A: Some cancer cells depend on elevated glutathione to survive rapid growth and oxidative stress. Disrupting SLC33A1-mediated export of oxidized glutathione could force an ER redox imbalance that selectively kills those cancer cells.

Editorial Notes:

  • This article was edited by a Neuroscience News editor.
  • The journal paper was reviewed in full by editorial staff.
  • Additional explanatory context was added by the editorial team.

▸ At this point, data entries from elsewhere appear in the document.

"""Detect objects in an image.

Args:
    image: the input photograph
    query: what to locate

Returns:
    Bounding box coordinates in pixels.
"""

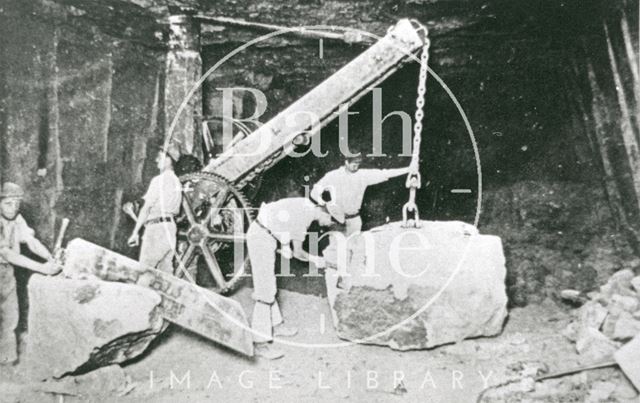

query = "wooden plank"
[64,238,253,356]
[204,20,423,182]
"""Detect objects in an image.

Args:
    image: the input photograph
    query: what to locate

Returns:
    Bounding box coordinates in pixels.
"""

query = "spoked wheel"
[177,172,252,294]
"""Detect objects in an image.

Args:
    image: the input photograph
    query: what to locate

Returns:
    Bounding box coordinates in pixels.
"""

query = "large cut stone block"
[26,275,163,379]
[324,221,507,350]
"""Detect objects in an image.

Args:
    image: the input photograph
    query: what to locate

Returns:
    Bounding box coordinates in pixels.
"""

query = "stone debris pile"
[563,269,640,363]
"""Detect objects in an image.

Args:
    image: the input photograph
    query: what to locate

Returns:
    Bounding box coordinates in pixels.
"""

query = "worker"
[310,153,409,236]
[127,146,182,274]
[247,193,344,359]
[0,182,61,364]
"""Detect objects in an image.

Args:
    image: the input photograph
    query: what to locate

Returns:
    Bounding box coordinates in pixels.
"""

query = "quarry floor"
[0,289,636,402]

About this genetics and neuroscience research news

Author: Katie Fenz
Source: Rockefeller University
Contact: Katie Fenz – Rockefeller University
Image: The image is credited to Neuroscience News

Original Research: Closed access.
“SLC33A1 exports oxidized glutathione to maintain endoplasmic reticulum redox homeostasis” by Shanshan Liu, Mark Gad, Caifan Li, Kevin Cho, Yuyang Liu, Khando Wangdu, Viktor Belay, Alon Millet, Hiroyuki Kojima, Henry Sanford, Michele Wölk, Linas Urnavicius, Maria Fedorova, Gary J. Patti, Ekaterina V. Vinogradova, Richard K. Hite & Kıvanç Birsoy. Nature Cell Biology. DOI: 10.1038/s41556-026-01922-y


Abstract

SLC33A1 exports oxidized glutathione to maintain endoplasmic reticulum redox homeostasis

The ER requires an oxidative environment to support efficient maturation of secretory and membrane proteins. Glutathione, present as reduced (GSH) and oxidized (GSSG) forms, contributes to that environment. The ER maintains a higher GSSG:GSH ratio than the cytosol, but the mechanisms that set this balance were unclear.

Using a rapid ER immunopurification method combined with CRISPR screening, the authors identified SLC33A1 as the principal GSSG exporter in mammalian cells. Loss of SLC33A1 causes GSSG accumulation in the ER. Biochemical assays confirmed direct GSSG transport, and cryogenic electron microscopy plus molecular dynamics clarified how SLC33A1 binds GSSG and which residues are critical for transport.

An altered GSSG:GSH ratio induces ER stress and increases reliance on the ER-associated degradation pathway, driven by shifts in protein disulfide isomerases toward oxidized forms. These results establish SLC33A1-mediated GSSG export as a central mechanism for maintaining ER redox homeostasis and enabling proper protein maturation.